Some of the best morning watches included Atlantic History Hour, which was an awesome hour of class discussion on the quarterdeck. We had class every afternoon, except for Sundays and when at anchor, where we all alternated giving science, weather, and navigational reports. All 18 of us students individually led an entire watch on our own where we called all of the commands. We rescued a man who had been stuck out at sea for six hours with a failed engine.
We learned every line (rope) and every sail and exactly where they were on deck. We kept journals filled with entries and sketches and watercolors. We visited four incredibly diverse and beautiful islands, St. Martin, Montserrat, Dominica, and Grenada. We snorkeled at every island and all completed surveys of specific coral health, fish, and other critters. I spent my 21st birthday climbing Trafalgar Falls and exploring Dominica.
I saw countless gorgeous sunsets and even saw a green flash. I also saw just as many sunrises. We were only allowed to listen to music while at anchor or while cleaning the ship on what we called “Field Days”. We didn’t use our phones while onboard the ship, either. I did my laundry in a bucket. I became very attached to my Tevas. My island research was focused on renewable energy and island energy dependence on petroleum.
I learned the tall ship lingo and adjusted very well to military time. We never used alarm clocks; we would wake each other up a half an hour before we were supposed to stand watch. For fun we would read books from our library, draw, play music, or play card games.
One of our professors shared a resonating quote with us from Tuning the Rig by Harvey Oxenhorn and I know there are no other words better to depict how we all felt at the time.
“To get in the habit of asking questions was to get in the habit of answering them for yourself. What you gained in the process, when allowed to make your own mistakes was self-reliance, the ability and the desire to follow through.

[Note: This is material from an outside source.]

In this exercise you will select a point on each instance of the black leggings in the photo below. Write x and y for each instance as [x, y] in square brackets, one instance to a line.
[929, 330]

Along with such independence, learned alone, came a second lesson: interdependence. All those rules! The way the dishes were done. Being woken up for morning meeting, even when there was nothing to discuss. Having everybody drink the same-strength coffee. But again, the main point wasn’t the rules themselves. Nor was it to demonstrate someone’s authority. Rather it was to break down the habit of mind that makes exceptions and desires special treatment. To replace it with the habit of heart called unity.
We began to accept, without having it defined, a code of service: of doing whatever you are doing well. Not because someone will check up or reward you, but because the ships very functioning assumes that individual commitments will be sustained in private for the public food. So much of the pressure on land is toward seeking loopholes in order to excel; at sea it is toward refusing them in order to belong.”
I know that this semester was life changing and I am an improved person because this experience. I encourage everyone to consider SEA when looking into abroad program. You don’t have to be interested in the hard sciences; we take people from all areas of studies.
From this brilliant adventure I’ve made resilient friendships that are as true as they come. I’ve learned the importance of traveling in order to learn about places others call home, rather than to vacation for the sake of escaping my own life. I’ve become less attached to material things and do my best to be present in the moment rather than retreating to my phone. I draw and I write almost every day, not because I have to but because I want to.
I know that these wonderful new habits will follow me back to Oxford in the fall, and I plan on making my final year at Miami the best year yet. With finals approaching for those of you in Oxford, I wish you the best.